Suppose you have 2 hosts, and you are trying to do an snmp query from one to the other. It doesn’t work.

# snmpwalk -v2c -c public 10.210.0.142 
Timeout: No Response from 10.210.0.142

You try pinging one from the other and you get replies. At this point you know that everything is working through layer 3, but something is not right with the transport layer. If you were troubleshooting a TCP based application, you could just use ol’ telnet to test if the port will open up. To see if a webserver is running you could try to telnet to port 80. UDP is a connectionless protocol, and can’t be tested like TCP. Here is where you can use nmap to see if the UDP port in question is open. In this case we know that by default snmpd listens on UDP 161.

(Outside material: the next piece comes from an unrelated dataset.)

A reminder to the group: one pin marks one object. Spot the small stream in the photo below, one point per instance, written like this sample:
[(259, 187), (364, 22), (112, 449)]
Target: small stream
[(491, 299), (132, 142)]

# nmap -sU -v -p161 10.210.0.142

Starting Nmap 5.00 ( http://nmap.org ) at 2013-04-24 11:27 MST
NSE: Loaded 0 scripts for scanning.
Initiating ARP Ping Scan at 11:27
Scanning 10.210.0.142 [1 port]
Completed ARP Ping Scan at 11:27, 0.03s elapsed (1 total hosts)
Initiating UDP Scan at 11:27
Scanning example.fordodone.com (10.210.0.142) [1 port]
Completed UDP Scan at 11:27, 0.07s elapsed (1 total ports)
Host example.fordodone.com (10.210.0.142) is up (0.00100s latency).
Interesting ports on example.fordodone.com (10.210.0.142):
PORT    STATE  SERVICE
161/udp closed snmp
MAC Address: 00:0C:29:A2:BE:4D (VMware)

Read data files from: /usr/share/nmap
Nmap done: 1 IP address (1 host up) scanned in 0.43 seconds
           Raw packets sent: 2 (70B) | Rcvd: 2 (98B)

Well, there you go. The port is closed. No wonder our queries were timing out. Remove the -p161 part to just scan for all open UDP ports. Also, if your host doesn’t allow icmp, you can use -P0 to just skip host discovery, and assume it’s up. Depending whether they are open, filtered, or closed, you can start to diagnose what’s going on, i.e. snmpd crashed, firewall is blocking it, etc.